Considera cuán grande es la dulzura y la piedad de Dios, su clemencia y bondad; cuán suave es con todos, compasivo en todas sus acciones, siempre dispuesto a perdonar, «clemente y misericordioso, lento a la ira, rico en amor y siempre dispuesto a perdonar. ¡Quién sabe si no perdonará una vez más!» (J12,13). «Padre misericordioso y Dios de todo consuelo. El es el que nos conforta en todas nuestras tribulaciones» (2 Cor 1,3ss). Y «como un padre siente ternura por sus hijos, así siente el Señor ternura por sus fieles» (Sal 103,13). Sobre todo, debemos considerar que si el Padre «no perdonó a su propio Hijo, antes bien lo entregó a la muerte por todos nosotros, ¿cómo no va a darnos gratuitamente todas las demás cosas juntamente con él?» (Rom 8,32), «reconciliando el mundo consigo en Cristo» (2 Cor 5,19), el cual «nos ha liberado de nuestros pecados con su sangre» (Ap 1,5) y, por nosotros, se revistió de la carne, fue ultrajado con la cruz y condenado a muerte.

¿Crees que alguien que ha sufrido tanto por ti te abandonará? No lo pienses jamás. ¿A cuántos que se alejaron más que tú de él los llamó junto a él? En efecto, él es aquel por el cual «allí donde abundó el pecado, sobreabundó la gracia» (Rom 5,20).

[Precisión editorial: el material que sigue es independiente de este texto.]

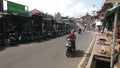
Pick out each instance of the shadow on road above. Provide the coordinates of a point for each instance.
(79, 53)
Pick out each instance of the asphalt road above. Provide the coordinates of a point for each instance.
(47, 54)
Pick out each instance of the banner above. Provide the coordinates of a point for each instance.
(14, 7)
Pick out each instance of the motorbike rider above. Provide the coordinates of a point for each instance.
(72, 36)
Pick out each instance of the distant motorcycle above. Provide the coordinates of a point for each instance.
(70, 49)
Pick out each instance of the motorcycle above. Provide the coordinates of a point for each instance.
(79, 32)
(70, 49)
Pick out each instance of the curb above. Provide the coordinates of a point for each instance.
(82, 63)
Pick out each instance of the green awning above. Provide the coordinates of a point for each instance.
(111, 11)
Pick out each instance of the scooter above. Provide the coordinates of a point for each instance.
(79, 32)
(69, 45)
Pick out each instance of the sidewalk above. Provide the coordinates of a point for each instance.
(95, 51)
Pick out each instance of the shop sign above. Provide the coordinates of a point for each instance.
(14, 7)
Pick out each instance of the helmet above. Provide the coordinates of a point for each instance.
(72, 31)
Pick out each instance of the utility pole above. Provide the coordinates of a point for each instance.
(114, 38)
(1, 5)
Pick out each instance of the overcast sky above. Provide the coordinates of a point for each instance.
(72, 8)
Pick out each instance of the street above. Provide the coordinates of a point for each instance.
(45, 54)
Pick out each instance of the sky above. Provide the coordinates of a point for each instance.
(71, 8)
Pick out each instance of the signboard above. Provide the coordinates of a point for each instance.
(1, 5)
(14, 7)
(58, 17)
(111, 1)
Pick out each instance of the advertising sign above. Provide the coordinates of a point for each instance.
(14, 7)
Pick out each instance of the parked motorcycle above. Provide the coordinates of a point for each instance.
(70, 49)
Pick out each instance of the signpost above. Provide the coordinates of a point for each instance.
(16, 8)
(1, 5)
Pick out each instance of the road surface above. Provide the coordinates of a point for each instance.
(46, 54)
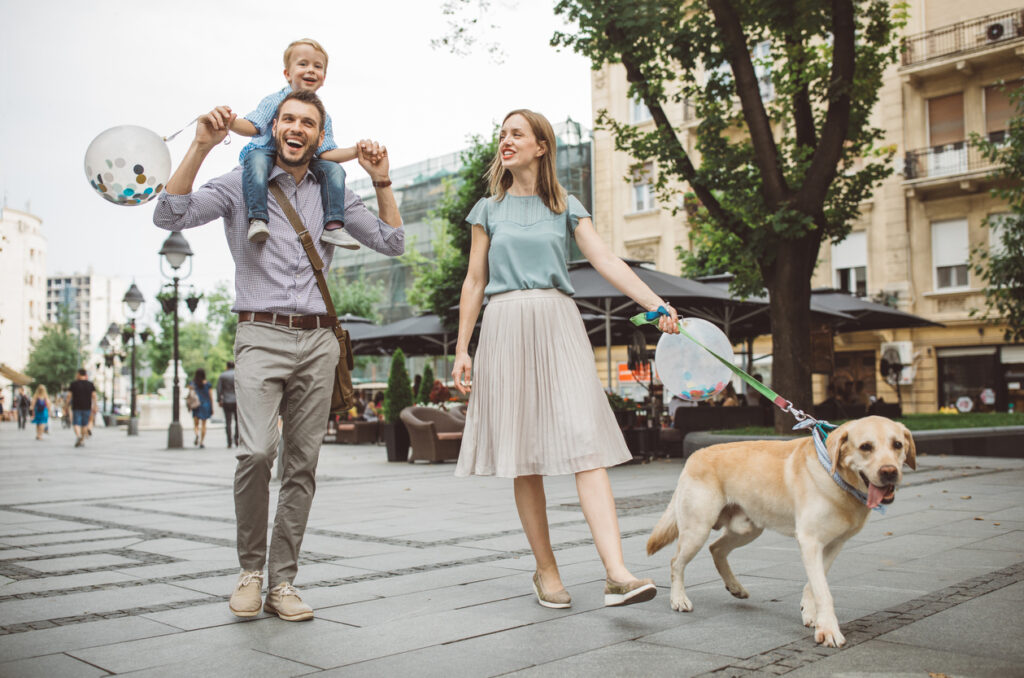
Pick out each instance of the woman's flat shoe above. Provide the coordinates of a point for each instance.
(639, 590)
(558, 599)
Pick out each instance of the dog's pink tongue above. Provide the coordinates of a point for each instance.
(875, 496)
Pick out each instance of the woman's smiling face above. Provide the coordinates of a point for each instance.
(517, 144)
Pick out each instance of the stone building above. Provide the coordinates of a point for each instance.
(911, 243)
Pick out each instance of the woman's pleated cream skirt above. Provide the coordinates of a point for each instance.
(537, 407)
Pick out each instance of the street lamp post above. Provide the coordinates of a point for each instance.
(175, 250)
(134, 300)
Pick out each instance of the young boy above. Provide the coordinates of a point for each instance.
(305, 68)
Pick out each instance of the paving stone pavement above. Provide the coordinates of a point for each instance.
(118, 557)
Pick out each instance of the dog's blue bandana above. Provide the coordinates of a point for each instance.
(819, 431)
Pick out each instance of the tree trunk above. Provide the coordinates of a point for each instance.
(788, 283)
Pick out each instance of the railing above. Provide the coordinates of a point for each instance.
(948, 160)
(964, 37)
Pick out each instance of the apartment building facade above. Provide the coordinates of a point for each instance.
(23, 286)
(911, 243)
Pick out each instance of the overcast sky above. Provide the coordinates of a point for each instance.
(72, 70)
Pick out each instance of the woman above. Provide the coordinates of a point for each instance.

De ello es testigo el santo David, que cometió un gran pecado manchándose de adulterio, homicidio y traición... pero donde abundó la impureza, sobreabundó la pureza; donde abundó la crueldad, sobreabundó la piedad; donde abundó el engaño, sobreabundó la rectitud. Encontraríamos innumerables casos similares si quisiéramos recordar todos aquellos en los que Dios, con su misericordia y piedad, remitió la iniquidad y perdonó los pecados, purificándolos, justificándolos y santificándolos en el Espíritu Santo. Verdaderamente, «como dista el Oriente del Occidente, así ha alejado de ellos sus culpas el Señor» (Sal 103,12), introduciendo en ellos el bien allí donde estaba el mal, el mérito donde estaba la injusticia, la gracia donde estaba arraigada la culpa (Adam Scott, cartujo del siglo XIII).


ACTIO

Repite con frecuencia y vive hoy la Palabra:

«Que se alegren los que buscan al Señor» (de la liturgia).
 

PARA LA LECTURA ESPIRITUAL

Si un padre es dueño, sólo es libre el hijo que se rebela, esto es, el ateo. En cambio, si el padre es misericordia, amor, alguien que da libertad, entonces es libre el hijo que vive la libertad. El problema, por tanto, es el de la imagen de Dios. Si Dios es la ley, entonces es antagonista de mi libertad. En cambio, si Dios es Padre, entonces no es antagonista de mi libertad, sino que me forma para ella incluso a través de la ley, que tiene una función pedagógica. Ahora bien, la ley lleva siempre en sí misma el peligro de mantener al hombre en estado de minoría de edad. El riesgo que corre el cristiano es el de no comprender que la humanidad puede llegar a ser mayor de edad (S. Fausti).